LA VANGUARDIA, 14 de gener del 2000

Caña al mono

QUIM MONZÓ

Me parece ejemplar la sentencia de la juez de El Vendrell que absuelve al profesor de un instituto de Torredembarra que le pegó dos bofetadas a una alumna que se negaba a hacerle caso y que se burlaba de él en sus mismos morros. Según la sentencia, la alumna no tenía "ningún derecho a desobedecer al profesor ni a burlarse de él, siempre que sus indicaciones vayan dirigidas a corregir su forma de actuar mientras la alumna está en el centro y dentro de las horas lectivas", y la actuación del profesor "puede incardinarse dentro de la facultad correctora que como educador se le concede respecto a los alumnos". La juez se pregunta: "¿Cómo puede exigírseles a estos profesores que, además de todo esto, eduquen a nuestros hijos si no se les permite que corrijan su comportamiento y, sobre todo, cuando no dudaríamos en pedirles responsabilidades si, por ejemplo, en una excursión nuestros hijos sufrieran algún daño en un descuido de los profesores?"

Dejando a un lado este caso y las razones concretas de alumna y profesor, hay que reconocer que la vida en los institutos se ha vuelto difícil. Aún no han tenido que colocar detectores de metales para evitar que los alumnos entren en clase con armas, como en Estados Unidos, pero todo se andará. El festival de insolencias no se da sólo en la enseñanza. Lo vemos en las calles, en el comportamiento de motoristas, automovilistas, ciclistas y peatones. En el metro, en los autobuses, en el cine. ¿Cómo no va a ser así? Si de niños nadie se atreve a decirles que no pongan los zapatos en el sofá, ¿por qué de adolescentes no han de escupir las cáscaras de pipa a la cara de quien quieran?

¿Qué habría que hacer? De entrada, exigir que la autoridad educativa no se lave las manos, y actúe. No todos los profesores tienen el temple de, por ejemplo, Biel Majoral. Anteayer, Anton Maria Espadaler me explicaba que, tiempo atrás, Biel Majoral fue profesor de lengua catalana en la escuela de magisterio de Sants. Según parece, el profesor anterior no sabía imponerse y los alumnos -¡futuros profesores!- se le subían a las barbas. El primer día que Majoral llegó a clase, substituyéndolo, intentaron hacer lo mismo. Empezaron a burlarse y le tiraron un balón. Con el otro profesor lo hacían a menudo. El profesor lo recogía y callaba. Pero el payés Majoral no hizo eso. Lo recogió, preguntó de quién era y, al recibir por respuesta un murmullo de risitas, sacó del bolsillo su navaja campera, con un palmo de hoja. La clavó en el balón y lo rajó en dos mitades. En la clase no se oía ni un mosca. Se terminó la indisciplina.
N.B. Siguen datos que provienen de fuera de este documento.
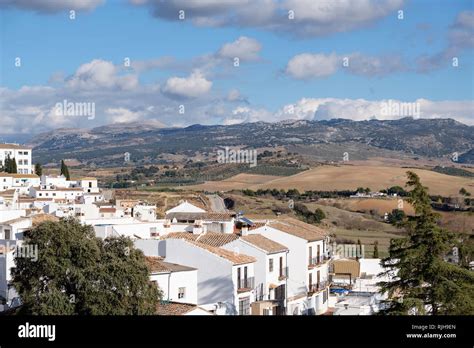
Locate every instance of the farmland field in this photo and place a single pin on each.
(329, 177)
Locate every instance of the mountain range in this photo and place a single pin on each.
(434, 138)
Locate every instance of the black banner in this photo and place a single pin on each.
(218, 330)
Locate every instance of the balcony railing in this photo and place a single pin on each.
(283, 273)
(313, 288)
(245, 284)
(315, 261)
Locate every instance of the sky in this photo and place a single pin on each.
(176, 63)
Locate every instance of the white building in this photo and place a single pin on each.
(19, 182)
(177, 282)
(21, 154)
(271, 272)
(225, 279)
(308, 281)
(57, 193)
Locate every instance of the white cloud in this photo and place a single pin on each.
(244, 48)
(307, 66)
(311, 18)
(460, 37)
(100, 74)
(51, 6)
(123, 115)
(192, 86)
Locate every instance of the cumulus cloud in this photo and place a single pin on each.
(51, 6)
(235, 96)
(311, 18)
(123, 115)
(460, 37)
(307, 66)
(244, 48)
(101, 74)
(318, 65)
(192, 86)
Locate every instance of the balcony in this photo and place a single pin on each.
(316, 261)
(314, 288)
(245, 284)
(283, 273)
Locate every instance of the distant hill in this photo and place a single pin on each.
(106, 144)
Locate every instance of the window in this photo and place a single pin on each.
(153, 232)
(244, 306)
(181, 292)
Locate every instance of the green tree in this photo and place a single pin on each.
(38, 169)
(396, 217)
(10, 165)
(319, 215)
(375, 255)
(14, 168)
(65, 170)
(359, 250)
(77, 273)
(424, 283)
(7, 164)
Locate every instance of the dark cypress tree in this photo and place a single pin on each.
(376, 250)
(424, 283)
(8, 165)
(38, 169)
(77, 273)
(14, 169)
(65, 170)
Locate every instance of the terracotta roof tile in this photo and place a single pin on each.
(264, 243)
(174, 308)
(216, 239)
(299, 229)
(157, 265)
(235, 258)
(180, 235)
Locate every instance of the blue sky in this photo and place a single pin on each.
(284, 63)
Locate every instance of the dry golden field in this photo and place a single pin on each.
(344, 177)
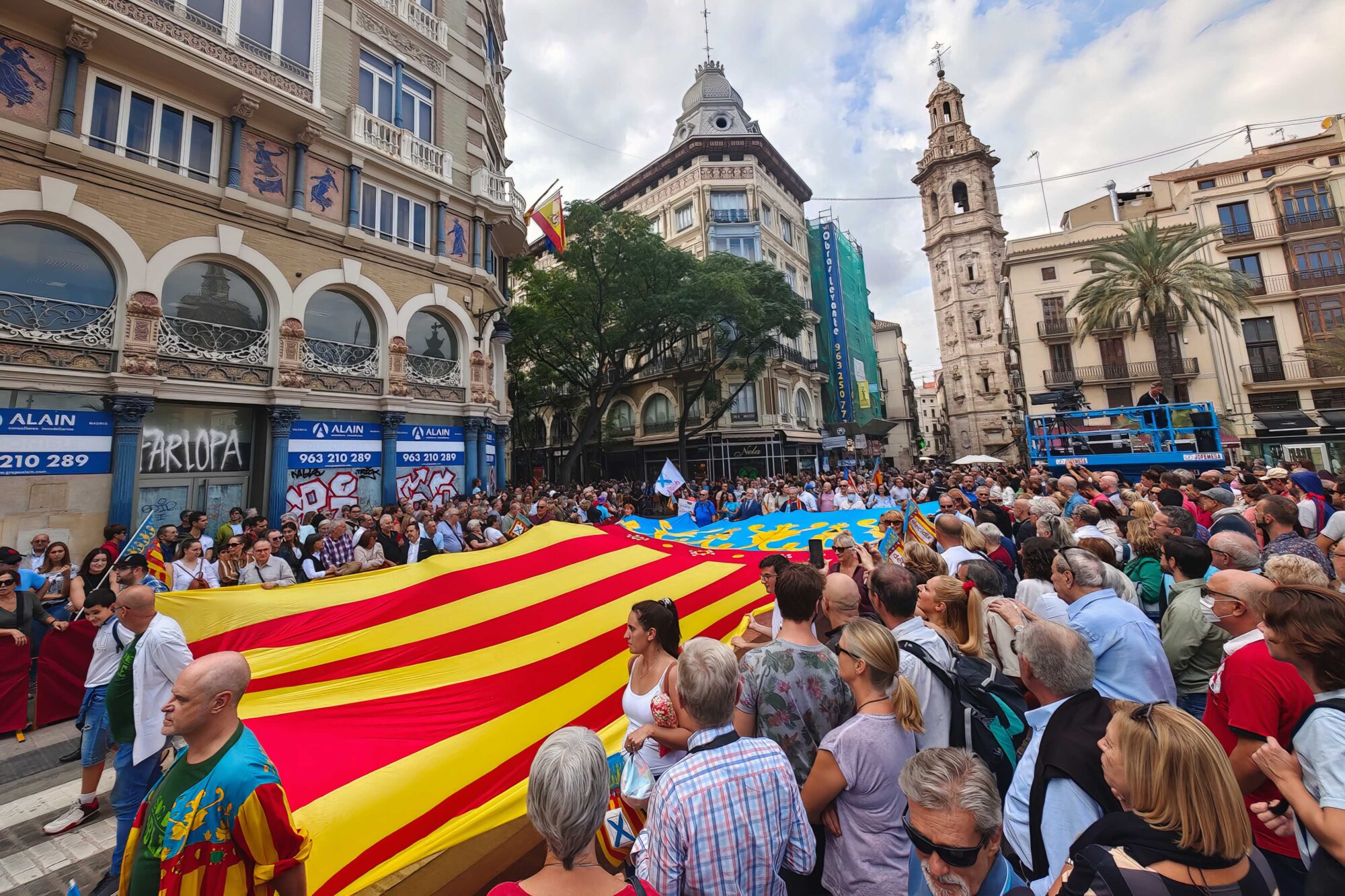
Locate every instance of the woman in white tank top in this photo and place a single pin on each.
(652, 633)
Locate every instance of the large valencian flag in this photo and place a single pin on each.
(403, 706)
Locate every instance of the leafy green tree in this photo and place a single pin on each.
(1157, 278)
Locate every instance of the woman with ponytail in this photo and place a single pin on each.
(957, 608)
(853, 787)
(650, 698)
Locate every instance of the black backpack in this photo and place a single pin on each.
(989, 712)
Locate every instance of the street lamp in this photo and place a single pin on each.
(502, 333)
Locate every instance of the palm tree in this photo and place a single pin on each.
(1157, 278)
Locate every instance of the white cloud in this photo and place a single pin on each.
(1085, 83)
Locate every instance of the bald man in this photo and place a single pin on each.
(139, 688)
(1253, 697)
(840, 604)
(224, 770)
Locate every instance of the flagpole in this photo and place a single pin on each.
(545, 194)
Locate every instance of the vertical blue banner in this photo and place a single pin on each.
(840, 353)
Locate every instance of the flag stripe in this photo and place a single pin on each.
(317, 610)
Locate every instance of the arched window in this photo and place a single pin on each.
(216, 313)
(658, 413)
(802, 408)
(960, 198)
(54, 283)
(432, 352)
(341, 335)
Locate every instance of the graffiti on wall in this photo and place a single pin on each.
(325, 491)
(434, 485)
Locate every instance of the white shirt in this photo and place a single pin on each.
(184, 573)
(935, 700)
(957, 556)
(161, 657)
(108, 643)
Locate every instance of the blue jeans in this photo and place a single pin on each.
(134, 783)
(1194, 704)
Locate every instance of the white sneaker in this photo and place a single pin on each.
(72, 818)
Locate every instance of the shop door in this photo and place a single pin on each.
(167, 498)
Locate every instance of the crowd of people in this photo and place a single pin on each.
(1075, 685)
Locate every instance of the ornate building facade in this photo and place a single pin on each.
(251, 255)
(965, 244)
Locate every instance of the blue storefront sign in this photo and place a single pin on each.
(840, 354)
(428, 444)
(34, 443)
(321, 444)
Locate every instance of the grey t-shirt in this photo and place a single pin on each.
(872, 854)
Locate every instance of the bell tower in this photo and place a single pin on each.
(965, 244)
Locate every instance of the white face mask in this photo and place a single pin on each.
(1207, 608)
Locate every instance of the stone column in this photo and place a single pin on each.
(128, 420)
(391, 420)
(282, 417)
(79, 42)
(353, 197)
(501, 458)
(471, 432)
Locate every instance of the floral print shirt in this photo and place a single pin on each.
(797, 696)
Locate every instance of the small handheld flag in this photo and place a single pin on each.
(551, 217)
(669, 479)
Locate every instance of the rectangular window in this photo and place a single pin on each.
(744, 404)
(1237, 221)
(1264, 350)
(147, 130)
(684, 217)
(393, 217)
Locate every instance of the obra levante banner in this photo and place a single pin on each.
(836, 321)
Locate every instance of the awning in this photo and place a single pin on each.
(1280, 420)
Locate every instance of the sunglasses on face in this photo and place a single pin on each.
(954, 856)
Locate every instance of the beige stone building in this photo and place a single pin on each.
(720, 188)
(899, 395)
(1277, 209)
(251, 255)
(965, 244)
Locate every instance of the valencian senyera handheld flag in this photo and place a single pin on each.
(403, 706)
(549, 216)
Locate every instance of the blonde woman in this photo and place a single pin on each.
(1184, 818)
(868, 849)
(923, 561)
(957, 608)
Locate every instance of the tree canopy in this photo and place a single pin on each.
(622, 303)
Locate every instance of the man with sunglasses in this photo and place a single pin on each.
(954, 822)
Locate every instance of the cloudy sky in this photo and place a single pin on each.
(840, 89)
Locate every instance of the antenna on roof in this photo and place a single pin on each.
(705, 14)
(938, 57)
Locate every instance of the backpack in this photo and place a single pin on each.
(992, 721)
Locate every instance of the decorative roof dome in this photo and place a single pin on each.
(711, 85)
(712, 108)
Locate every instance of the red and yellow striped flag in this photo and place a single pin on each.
(403, 706)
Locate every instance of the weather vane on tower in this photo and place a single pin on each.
(705, 14)
(938, 56)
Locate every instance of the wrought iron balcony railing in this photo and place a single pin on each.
(188, 338)
(434, 372)
(72, 323)
(341, 358)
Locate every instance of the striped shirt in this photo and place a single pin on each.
(724, 821)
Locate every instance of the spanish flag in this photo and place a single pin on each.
(551, 217)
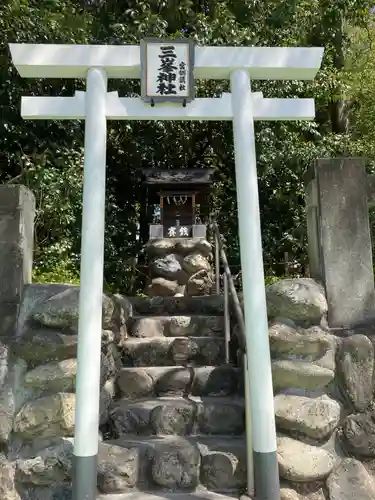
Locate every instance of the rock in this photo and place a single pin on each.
(286, 340)
(12, 396)
(199, 283)
(57, 376)
(195, 245)
(316, 418)
(168, 267)
(45, 344)
(224, 418)
(145, 326)
(51, 466)
(223, 470)
(208, 351)
(288, 374)
(173, 419)
(8, 490)
(220, 381)
(359, 431)
(161, 287)
(123, 310)
(182, 326)
(300, 299)
(117, 468)
(110, 362)
(167, 351)
(61, 310)
(195, 262)
(288, 494)
(350, 481)
(176, 466)
(46, 417)
(135, 382)
(175, 381)
(300, 462)
(59, 492)
(160, 247)
(355, 367)
(107, 394)
(181, 246)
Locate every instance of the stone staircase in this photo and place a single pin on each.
(178, 404)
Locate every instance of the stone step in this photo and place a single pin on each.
(210, 305)
(179, 463)
(199, 494)
(167, 351)
(177, 416)
(176, 326)
(179, 381)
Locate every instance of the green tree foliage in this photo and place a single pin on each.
(47, 156)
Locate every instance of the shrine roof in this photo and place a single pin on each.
(178, 177)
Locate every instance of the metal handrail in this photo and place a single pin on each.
(230, 289)
(221, 255)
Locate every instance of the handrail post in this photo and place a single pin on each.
(226, 318)
(217, 263)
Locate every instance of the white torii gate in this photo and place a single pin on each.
(240, 65)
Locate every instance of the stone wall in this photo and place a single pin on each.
(179, 267)
(38, 443)
(324, 399)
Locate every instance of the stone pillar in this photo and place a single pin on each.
(339, 239)
(17, 210)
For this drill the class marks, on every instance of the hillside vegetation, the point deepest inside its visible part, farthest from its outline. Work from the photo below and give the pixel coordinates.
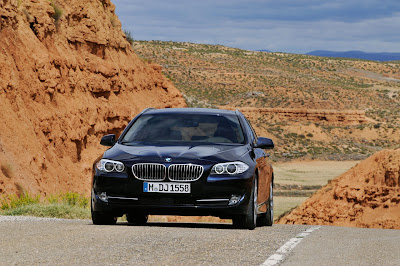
(344, 108)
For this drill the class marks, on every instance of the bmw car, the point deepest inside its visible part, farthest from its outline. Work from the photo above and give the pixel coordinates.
(185, 161)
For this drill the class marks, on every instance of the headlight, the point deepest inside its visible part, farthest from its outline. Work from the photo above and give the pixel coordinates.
(108, 166)
(232, 168)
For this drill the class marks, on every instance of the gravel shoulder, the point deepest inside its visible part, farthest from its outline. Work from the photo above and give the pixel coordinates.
(29, 240)
(333, 245)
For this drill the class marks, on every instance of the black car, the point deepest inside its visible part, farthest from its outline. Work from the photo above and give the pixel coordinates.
(184, 161)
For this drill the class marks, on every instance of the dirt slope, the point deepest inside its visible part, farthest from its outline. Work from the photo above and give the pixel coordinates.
(368, 195)
(67, 76)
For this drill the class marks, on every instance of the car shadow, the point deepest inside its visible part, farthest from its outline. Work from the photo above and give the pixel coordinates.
(182, 225)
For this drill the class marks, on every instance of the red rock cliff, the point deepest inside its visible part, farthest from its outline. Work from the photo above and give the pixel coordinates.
(67, 76)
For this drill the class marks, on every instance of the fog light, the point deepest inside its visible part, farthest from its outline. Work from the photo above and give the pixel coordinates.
(235, 199)
(103, 197)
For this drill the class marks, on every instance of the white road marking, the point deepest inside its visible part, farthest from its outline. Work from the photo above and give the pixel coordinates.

Y aún dudan de si hay que imponer castigos. ¿Cómo no? Hasta los alumnos deberían exigirlos. Y nada de dos bofetaditas y sanseacabó. Si yo fuese alumno sería el primero en pedirlos. Si fuese disciplinado, porque estaría harto de aguantar que los que no quieren estudiar dificulten las clases a base de salvajadas impunes. Si fuese indisciplinado, porque ser grosero sin riesgo no tiene gracia. Tal como está el patio educativo, uno se mea en la boca del profesor sin que nadie le rechiste. ¿Qué placer se saca de eso? Hacer el gamberro es mucho más apasionante si te juegas una expulsión de por vida o un manojo de azotes bien dados. Y que ningún progre se rasgue las vestiduras. En Gran Bretaña, sabio país, el castigo corporal se mantuvo hasta la penúltima década del siglo XX y lo suprimió ni más ni menos que Margaret Thatcher, la valedora de Pinochet. No es casualidad.